Homma picked the mushrooms and photographed them on site within the forest using a portable studio. The strategy of extracting the specimens from their natural habitat and relocating them inside a white, clinical environment seems to reassert and punctuate the concept of man’s potential influence and power over nature.

Mushrooms from the forest is another example of a relatively recent shift in Takashi Homma’s practice. His previous work is notable in its depiction of modern Tokyo suburbia and its young inhabitants. Lately however his focus has been more directed toward nature.

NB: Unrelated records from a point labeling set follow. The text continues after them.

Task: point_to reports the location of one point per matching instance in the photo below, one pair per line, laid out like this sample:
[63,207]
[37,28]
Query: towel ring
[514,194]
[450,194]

In comparison to the great glut of imagery produced in response to the tragic disaster of 2011 and the subsequent nuclear crisis, Homma’s work is muted and quietly suggestive. When studying the mushroom photographs it is easy to be drawn in by the intricacy and strange beauty of nature’s design but if one considers these images in terms of their contextual significance it becomes more apparent that this is a body of work that is loaded with implication.

 

壊滅的被害を与えた東日本大震災後の2011年秋、写真家のホンマタカシは福島県の森を

訪れた。放射能被害のさなか、ホンマは様々な種類のきのこを見つけ写真におさめた。

そのきのこたちは放射能を吸収し、結果として政府から採取が禁止された。

 

展覧会が行われたのは代々木ヴィレッジ内にあるblind gallery。作品を展示する以外に

ほとんどスペースは残らないほど細長くコンパクトだが心地よいスペースである。

 

作品はシンプルに額装されキャプションはない。さまざまな種類のきのこが、土くずは

ついたままだが、白バックで撮影されている。きのこはそれぞれ信じがたいほどに

独特な形態をしている。

 

現代社会でも古くからの文明社会でもきのこのイメージは多くの理由によりきわめて

象徴的に扱われてきた。この変化に富んだルックスはホンマの作品を理解する際、

様々な解釈を引き起こす。興味深いことに、きのこは両極端な対立するイメージを

もっている。ひとつは地面や木から採取される自然の恵みとしてであり、

もうひとつは邪悪で中毒性のある生物としてである。

 

男根の形をしたきのこは繁殖力を象徴するが、ホンマの写真から連想されるイメージ

といえば原子爆弾などによってできる、きのこ雲だろう。その図像は広告や

アニメ、抗議、政治的なプロパガンダなどに使われてきた。原子力による爆発が、

原発という、ある種破壊的でもある原子力の応用結果である一方で、

ホンマが撮影したきのこもそれを映し出しているのである。

 

ホンマはきのこを発見したその場所で簡易スタジオをつくり撮影を行っている。

きのこをその生息環境から切り離した白い背景の上で撮影する手法は、人間が

自然に及ぼす潜在的な影響やパワーをより強く主張しているようにみえる。

 


「mushrooms from the forest」はホンマの昨今の作品の変化を示す一例である。

ホンマは過去に東京郊外やそこで育った子供たちを撮影した

重要な作品を残しているが、写真家はより直接的な自然にフォーカスしている。

 

供給過剰なほどに撮影された震災被害や原発事故の直接的な写真と比較して、ホンマの

作品は無口で暗示的である。きのこの写真について調べれば、自然がつくったこの複雑で

奇妙な美しさをもつ生物に関心を引き寄せられるだろう。だが、ホンマがきのこを

撮影した背景や文脈を含めてこれらの写真を見れば、このシリーズが含蓄と暗示が

こめられた作品だということがより明らかになるはずだ。